Could George Abbott, the berry farmer from Sicamous, become the next premier of British Columbia? More to the point, if he wins the BC Liberal leadership race on Saturday will he be the kind of leader who can truly take us into the future? Or will he fall prey to the pitfalls posed by sycophants, vanity and arrogance that threaten to entrap all leaders?
I confess I’m something of a political junkie. In the course of 35 years since becoming a reporter in 1976 I’ve covered national, provincial and local elections and have worked on federal elections in 1993, 1997 and 2008 for the federal Liberal and Conservative parties. In all of that time I’ve met a large number of would-be leaders, a few of whom are still good friends. And as much as I like to think of myself as an optimist when it comes to people I think I have a pretty good political bullshit detector. It hasn’t failed me yet.
So when I listened to the former minister of health and minister of education talk to a crowd of about 45 local BC Liberal Party members, supporters and members of the public I was waiting for that tell-tale “Beep!”
It didn’t go off. Nor did I hear it when I sat down spoke privately with Abbott after his speech and lengthy question and answer period.
Okay. I’ll admit: I had heard Abbott speak to the party faithful in Salmon Arm last month and was impressed then. I was even more impressed after his performance at the Riverside Landing Restaurant at the Golf Course on Wednesday evening. Why?
Abbott struck me as a genuine person who believes deeply in the ability of British Columbians — citizens of perhaps the most fractious political entity in the Canadian federation — to overcome their differences and work to build a brighter, better future for all. And he does that from his position as a genuine Made-in-the-Interior individual who knows how to listen to people, find common points of agreement and build consensus.
He is personally modest and has a self-deprecating wit yet he knows he has a gift for divining a path through the political minefields that make public life in BC so dangerous. There’s nothing slick and manufactured about George Abbott. What you see is pretty much what you get and I have to admit that I like that. It’s refreshing after Gordon Campbell who always seemed to grasp for the right phrase, the right words but never seemed terribly interested in hearing what others had to say. And, having seen them on TV, I have to say he is far more genuine, more unique and less plastic than his main opponents, Christy Clark and Kevin Falcon, neither of whom has bothered to wander deep into the Interior. Abbott, on the other hand, has spent the last 100 days visiting hundreds of villages, towns and cities across the province and talking to and answering questions and complaints form about 10,000 people in meetings just like Wednesday’s.

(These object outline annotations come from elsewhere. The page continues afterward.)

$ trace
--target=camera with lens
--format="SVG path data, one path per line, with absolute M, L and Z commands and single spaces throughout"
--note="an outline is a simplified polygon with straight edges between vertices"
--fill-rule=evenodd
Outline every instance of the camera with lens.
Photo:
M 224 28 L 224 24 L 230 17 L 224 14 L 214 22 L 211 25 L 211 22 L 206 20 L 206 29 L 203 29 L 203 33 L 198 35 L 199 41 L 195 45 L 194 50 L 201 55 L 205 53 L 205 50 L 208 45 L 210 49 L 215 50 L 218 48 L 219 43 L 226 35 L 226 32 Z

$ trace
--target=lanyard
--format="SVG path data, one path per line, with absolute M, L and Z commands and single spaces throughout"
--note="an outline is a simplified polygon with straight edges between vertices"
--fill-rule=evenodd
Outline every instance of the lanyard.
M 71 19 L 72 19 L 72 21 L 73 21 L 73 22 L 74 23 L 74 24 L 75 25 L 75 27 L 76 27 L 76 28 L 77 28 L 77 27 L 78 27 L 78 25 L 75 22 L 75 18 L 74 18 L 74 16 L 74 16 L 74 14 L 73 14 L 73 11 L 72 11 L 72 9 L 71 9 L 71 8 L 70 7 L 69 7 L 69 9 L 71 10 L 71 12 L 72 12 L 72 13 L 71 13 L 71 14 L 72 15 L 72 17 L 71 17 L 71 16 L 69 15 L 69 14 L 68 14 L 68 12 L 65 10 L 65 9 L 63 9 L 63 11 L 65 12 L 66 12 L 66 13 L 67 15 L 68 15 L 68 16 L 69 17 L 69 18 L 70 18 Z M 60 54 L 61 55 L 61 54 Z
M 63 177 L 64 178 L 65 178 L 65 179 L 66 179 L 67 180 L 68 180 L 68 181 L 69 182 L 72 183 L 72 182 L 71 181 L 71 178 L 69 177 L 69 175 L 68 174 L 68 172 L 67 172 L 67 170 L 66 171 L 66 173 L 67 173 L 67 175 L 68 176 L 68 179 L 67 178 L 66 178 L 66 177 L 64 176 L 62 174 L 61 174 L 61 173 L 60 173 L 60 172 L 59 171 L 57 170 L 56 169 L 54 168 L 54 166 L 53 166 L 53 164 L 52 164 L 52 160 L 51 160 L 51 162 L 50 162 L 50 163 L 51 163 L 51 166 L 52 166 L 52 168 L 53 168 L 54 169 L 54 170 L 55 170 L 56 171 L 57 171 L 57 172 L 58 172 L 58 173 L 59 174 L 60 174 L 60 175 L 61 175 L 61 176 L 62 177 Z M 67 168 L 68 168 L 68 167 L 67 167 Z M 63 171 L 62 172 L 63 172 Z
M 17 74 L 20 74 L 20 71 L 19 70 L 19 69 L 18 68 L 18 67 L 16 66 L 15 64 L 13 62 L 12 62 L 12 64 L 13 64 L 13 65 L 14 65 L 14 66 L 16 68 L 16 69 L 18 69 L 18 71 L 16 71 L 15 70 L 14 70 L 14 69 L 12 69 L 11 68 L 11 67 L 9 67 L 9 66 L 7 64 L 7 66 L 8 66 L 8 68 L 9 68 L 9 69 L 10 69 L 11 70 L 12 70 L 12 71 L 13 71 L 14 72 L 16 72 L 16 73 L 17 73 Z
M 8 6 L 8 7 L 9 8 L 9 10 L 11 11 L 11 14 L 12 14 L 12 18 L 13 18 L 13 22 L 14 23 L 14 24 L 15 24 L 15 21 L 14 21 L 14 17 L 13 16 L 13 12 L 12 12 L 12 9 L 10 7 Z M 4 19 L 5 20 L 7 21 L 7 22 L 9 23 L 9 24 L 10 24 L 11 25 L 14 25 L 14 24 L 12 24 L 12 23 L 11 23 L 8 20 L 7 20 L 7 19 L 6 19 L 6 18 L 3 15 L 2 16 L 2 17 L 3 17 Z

If there is anyone in the BC Liberal Party who can keep sweaty New Democratic Party strategists tossing and turning all night it’s George Abbott. He represents the kind of highly intelligent, intuitive rural-based politician who can bridge the increasingly vast rural-urban divide in BC and offer an enlightened path to a free-enterprise-oriented future.
Ideally, come Saturday he’ll be the man BC Liberals pick to lead them — and perhaps the rest of us — into the future.